OESP, A Fundo, p. C6-C7.
17 de Fev de 2023

Cultura Yanomami luta contra sua extinção; conheça ícones da comunidade
Com exposições, livros e itens raros, 'Estadão' ouviu especialistas

Sibélia Zanon

17/02/2023

Conhecimento se adquire degustando, não engolindo inteiro, conta Alcida. Esta foi a lição que ela aprendeu junto ao povo Yanomami em 1968, quando começou sua pesquisa de doutorado com os Sanumá, Yanomamis da região do Rio Auaris, em Roraima. Ainda aprendendo o bê-á-bá da língua sanumá, uma das seis faladas na maior terra indígena do Brasil, Alcida conta que fez uma pergunta a uma mulher e recebeu uma resposta monossilábica. Meses mais tarde, a antropóloga fez a mesma pergunta à mesma mulher e recebeu um longo discurso como resposta. Quando Alcida questionou a resposta resumida de meses antes, a indígena respondeu: "Se eu lhe dissesse tudo naquele momento, você não ia entender nada!".

A história que nos conta Alcida Rita Ramos, autora de inúmeros artigos de antropologia e livros dedicados a compreender o mundo Yanomami, fala sobre uma trajetória e um tempo que se leva para ter o vislumbre de uma outra cultura, aspecto que a voracidade colonizadora do homem branco materialista não tem condição de compreender, como mostra o líder Davi Kopenawa Yanomami ao escrever que "os brancos não sonham tão longe quanto nós. Dormem muito, mas só sonham com eles mesmos".

Uma das formas para dar visibilidade a diferentes culturas e refletir sobre sua história é a arte, instrumento que tem sido usado pelo povo Yanomami. "Eu não vim à toa para passear, conhecer a cidade. Eu venho em nome do meu povo para dizer o que está acontecendo, para pedir apoio", diz Morzaniel Iramari, por telefone, de Nova York para o Estadão. Morzaniel vive na região do Demini, na Terra Indígena Yanomami (TIY) situada entre os Estados de Roraima e do Amazonas, e assina a direção do filme Mãri hi - A Árvore dos Sonhos, curta-metragem de 17 minutos, que estreou no dia 3 de fevereiro na exposição The Yanomami Struggle (A Luta Yanomami), no museu The Shed, em NY.

O filme Thuë pihi kuuwi (Uma Mulher Pensando) também integra a exposição. Filmado e dirigido por mulheres Yanomamis e por Edmar Tokorino, o curta aborda o olhar de uma jovem sobre o trabalho dos xamãs. "Eu preciso muito mostrar a nossa cultura, é muito importante para os não indígenas.
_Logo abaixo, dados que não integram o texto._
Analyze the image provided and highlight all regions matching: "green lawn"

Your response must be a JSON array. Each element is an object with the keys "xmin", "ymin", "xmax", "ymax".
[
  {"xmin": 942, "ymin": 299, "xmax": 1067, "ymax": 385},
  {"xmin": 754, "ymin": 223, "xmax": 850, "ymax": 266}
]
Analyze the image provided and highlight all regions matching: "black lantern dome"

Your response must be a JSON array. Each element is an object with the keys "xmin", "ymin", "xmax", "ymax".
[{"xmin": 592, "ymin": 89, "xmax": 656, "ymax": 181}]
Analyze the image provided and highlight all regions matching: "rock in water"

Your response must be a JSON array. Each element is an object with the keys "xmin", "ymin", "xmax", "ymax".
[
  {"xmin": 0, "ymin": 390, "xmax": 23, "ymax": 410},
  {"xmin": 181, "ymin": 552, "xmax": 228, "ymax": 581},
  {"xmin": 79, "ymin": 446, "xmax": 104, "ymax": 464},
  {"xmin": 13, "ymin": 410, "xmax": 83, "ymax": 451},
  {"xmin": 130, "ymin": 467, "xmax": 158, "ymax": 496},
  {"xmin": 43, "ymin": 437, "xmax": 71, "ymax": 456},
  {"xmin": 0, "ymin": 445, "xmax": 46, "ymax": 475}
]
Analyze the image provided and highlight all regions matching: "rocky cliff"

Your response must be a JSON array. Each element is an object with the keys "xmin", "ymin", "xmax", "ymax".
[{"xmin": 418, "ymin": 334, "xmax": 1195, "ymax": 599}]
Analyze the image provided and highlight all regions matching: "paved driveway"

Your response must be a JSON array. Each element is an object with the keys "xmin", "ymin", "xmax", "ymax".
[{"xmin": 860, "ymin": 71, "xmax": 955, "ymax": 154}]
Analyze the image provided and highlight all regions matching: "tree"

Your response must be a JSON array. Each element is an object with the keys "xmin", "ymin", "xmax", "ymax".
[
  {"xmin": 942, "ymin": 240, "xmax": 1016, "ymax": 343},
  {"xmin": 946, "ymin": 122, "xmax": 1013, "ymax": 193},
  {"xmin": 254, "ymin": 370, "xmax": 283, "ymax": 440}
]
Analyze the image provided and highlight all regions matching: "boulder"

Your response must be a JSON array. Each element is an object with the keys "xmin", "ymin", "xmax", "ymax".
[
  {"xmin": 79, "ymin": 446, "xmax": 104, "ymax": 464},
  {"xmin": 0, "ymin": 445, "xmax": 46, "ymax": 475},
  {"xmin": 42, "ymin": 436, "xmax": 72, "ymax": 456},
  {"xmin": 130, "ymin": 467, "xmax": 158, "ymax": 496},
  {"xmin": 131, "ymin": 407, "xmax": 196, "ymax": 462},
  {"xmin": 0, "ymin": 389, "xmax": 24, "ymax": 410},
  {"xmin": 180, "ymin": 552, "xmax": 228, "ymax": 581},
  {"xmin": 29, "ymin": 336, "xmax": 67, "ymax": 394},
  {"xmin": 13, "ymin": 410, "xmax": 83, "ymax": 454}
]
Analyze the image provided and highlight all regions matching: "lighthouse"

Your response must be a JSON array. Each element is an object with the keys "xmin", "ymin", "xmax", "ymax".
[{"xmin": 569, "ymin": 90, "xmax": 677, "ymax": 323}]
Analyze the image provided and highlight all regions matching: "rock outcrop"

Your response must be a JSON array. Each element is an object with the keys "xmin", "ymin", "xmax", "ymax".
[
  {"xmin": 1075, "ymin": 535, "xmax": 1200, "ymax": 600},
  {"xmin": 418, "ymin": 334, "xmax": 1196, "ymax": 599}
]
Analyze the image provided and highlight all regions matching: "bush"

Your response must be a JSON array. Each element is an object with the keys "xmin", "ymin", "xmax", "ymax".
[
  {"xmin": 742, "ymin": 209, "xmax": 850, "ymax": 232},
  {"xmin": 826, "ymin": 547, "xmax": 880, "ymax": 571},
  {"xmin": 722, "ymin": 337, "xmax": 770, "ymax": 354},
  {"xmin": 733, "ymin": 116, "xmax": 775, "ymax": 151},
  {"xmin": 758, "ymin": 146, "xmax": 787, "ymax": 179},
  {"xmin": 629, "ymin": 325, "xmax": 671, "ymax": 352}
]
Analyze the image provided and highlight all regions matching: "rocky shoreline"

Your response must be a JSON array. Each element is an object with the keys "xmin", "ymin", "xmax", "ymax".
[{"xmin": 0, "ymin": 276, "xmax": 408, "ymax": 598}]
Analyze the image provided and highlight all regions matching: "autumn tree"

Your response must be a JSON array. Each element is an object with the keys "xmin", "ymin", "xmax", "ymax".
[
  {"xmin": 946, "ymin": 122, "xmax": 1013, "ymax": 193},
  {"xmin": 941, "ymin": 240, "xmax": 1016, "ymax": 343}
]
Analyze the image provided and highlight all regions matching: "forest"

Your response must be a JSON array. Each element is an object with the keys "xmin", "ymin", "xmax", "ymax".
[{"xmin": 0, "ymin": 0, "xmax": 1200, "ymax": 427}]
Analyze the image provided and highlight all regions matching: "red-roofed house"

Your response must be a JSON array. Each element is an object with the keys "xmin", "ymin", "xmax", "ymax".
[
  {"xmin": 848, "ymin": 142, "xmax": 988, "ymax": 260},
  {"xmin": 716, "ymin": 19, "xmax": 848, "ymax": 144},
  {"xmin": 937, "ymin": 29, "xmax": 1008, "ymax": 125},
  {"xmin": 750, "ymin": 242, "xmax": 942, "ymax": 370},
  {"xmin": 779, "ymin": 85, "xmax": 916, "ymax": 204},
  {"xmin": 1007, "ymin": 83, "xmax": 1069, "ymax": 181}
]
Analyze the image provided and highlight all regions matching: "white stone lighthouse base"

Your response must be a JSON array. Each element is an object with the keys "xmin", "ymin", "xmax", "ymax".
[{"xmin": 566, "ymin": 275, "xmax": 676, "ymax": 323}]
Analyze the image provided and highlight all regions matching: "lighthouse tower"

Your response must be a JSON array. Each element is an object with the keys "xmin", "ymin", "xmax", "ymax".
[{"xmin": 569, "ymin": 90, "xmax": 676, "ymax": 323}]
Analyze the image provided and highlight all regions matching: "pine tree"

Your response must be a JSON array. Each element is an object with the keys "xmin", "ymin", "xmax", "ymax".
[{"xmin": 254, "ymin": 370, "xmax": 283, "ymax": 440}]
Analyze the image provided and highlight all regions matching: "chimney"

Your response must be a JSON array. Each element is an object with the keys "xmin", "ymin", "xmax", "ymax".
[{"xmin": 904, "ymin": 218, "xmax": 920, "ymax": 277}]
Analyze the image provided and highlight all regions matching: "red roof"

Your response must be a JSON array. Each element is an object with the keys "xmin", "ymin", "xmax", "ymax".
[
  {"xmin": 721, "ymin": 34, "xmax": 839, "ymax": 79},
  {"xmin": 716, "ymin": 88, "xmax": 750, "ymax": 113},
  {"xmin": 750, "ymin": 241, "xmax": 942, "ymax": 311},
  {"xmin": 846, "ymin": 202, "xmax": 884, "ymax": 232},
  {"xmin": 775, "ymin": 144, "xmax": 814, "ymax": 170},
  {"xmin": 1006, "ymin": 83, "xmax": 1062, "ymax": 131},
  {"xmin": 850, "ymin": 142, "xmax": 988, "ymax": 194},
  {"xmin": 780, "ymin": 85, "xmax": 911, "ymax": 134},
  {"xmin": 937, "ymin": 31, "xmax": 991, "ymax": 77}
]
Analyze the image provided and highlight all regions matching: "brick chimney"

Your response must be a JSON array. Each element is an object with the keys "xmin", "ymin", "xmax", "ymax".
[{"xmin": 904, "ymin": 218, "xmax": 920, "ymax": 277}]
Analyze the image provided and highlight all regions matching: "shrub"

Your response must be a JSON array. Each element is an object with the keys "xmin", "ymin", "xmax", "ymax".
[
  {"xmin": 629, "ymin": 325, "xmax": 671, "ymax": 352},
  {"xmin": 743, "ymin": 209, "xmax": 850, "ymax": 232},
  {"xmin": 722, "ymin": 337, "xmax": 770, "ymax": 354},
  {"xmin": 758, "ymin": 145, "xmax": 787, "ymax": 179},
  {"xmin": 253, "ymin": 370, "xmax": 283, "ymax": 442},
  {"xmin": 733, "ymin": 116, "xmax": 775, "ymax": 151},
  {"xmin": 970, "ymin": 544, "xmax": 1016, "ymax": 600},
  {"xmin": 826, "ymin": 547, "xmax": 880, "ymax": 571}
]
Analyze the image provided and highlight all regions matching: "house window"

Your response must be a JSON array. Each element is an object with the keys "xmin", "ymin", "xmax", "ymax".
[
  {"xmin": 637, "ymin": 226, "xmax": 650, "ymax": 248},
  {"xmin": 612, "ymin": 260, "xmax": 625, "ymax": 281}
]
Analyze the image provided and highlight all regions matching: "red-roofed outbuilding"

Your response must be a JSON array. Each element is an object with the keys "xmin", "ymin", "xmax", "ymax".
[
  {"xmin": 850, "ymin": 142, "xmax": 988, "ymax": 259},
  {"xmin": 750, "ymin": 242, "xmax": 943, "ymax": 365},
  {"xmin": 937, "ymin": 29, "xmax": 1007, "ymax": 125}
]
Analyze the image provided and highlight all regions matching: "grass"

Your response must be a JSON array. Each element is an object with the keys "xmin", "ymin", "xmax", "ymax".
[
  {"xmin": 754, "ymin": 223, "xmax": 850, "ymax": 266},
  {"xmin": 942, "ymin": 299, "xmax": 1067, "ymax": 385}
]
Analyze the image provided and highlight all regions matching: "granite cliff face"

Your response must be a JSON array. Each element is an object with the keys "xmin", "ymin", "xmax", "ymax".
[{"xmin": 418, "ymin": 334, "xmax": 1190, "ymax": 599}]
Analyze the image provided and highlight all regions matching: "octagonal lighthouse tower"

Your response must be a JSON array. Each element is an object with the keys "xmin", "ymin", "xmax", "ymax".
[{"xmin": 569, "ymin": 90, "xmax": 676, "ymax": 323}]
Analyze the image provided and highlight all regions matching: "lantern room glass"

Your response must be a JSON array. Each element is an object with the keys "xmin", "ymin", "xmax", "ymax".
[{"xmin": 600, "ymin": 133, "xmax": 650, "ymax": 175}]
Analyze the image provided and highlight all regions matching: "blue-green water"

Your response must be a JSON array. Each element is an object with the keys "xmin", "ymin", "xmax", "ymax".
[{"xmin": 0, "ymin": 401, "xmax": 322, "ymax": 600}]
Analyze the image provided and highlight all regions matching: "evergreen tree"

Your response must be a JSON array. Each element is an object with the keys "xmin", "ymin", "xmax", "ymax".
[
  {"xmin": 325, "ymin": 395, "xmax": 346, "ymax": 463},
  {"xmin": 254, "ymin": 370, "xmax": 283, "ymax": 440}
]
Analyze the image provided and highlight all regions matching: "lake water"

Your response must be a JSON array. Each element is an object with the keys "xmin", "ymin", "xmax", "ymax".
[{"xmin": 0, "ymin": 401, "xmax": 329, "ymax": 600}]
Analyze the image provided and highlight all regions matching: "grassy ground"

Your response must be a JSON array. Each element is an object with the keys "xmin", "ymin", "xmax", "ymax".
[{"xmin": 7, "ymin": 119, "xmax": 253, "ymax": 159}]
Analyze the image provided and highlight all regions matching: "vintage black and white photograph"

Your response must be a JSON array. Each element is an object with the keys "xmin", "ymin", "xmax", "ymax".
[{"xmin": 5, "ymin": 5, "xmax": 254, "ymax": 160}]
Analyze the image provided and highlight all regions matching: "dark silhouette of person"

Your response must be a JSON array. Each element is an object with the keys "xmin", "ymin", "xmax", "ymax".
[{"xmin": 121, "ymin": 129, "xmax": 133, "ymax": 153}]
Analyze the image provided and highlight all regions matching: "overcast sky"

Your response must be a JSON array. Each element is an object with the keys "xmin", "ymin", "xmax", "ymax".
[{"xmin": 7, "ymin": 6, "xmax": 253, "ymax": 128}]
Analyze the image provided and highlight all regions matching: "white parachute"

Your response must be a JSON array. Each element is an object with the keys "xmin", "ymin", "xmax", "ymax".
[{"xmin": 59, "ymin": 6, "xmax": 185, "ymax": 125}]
Para vocês defenderem o nosso direito também", diz Edmar, que estava temporariamente em Boa Vista, Roraima.

"A presença de Davi Kopenawa, de Claudia Andujar, de vários artistas Yanomamis e da Associação Hutukara, que representa o povo Yanomami, despertou um interesse imenso em Nova York", avalia João Fernandes, diretor artístico do Instituto Moreira Salles (IMS), instituição que já abrigou temporadas da exposição em São Paulo e no Rio e é uma das organizadoras.

Com mais de 200 fotografias de Claudia Andujar, fotógrafa dedicada às causas Yanomamis desde a década de 1970, mais de 80 desenhos e pinturas de artistas Yanomamis e filmes da produção recente indígena, a exposição vem ganhando maior presença e autoria do próprio povo. "A exposição passou a ser uma construção muito mais aberta e diversa a partir da obra da Claudia, que continua a ser um fio condutor", conta João Fernandes, que também estava presente na inauguração em Nova York.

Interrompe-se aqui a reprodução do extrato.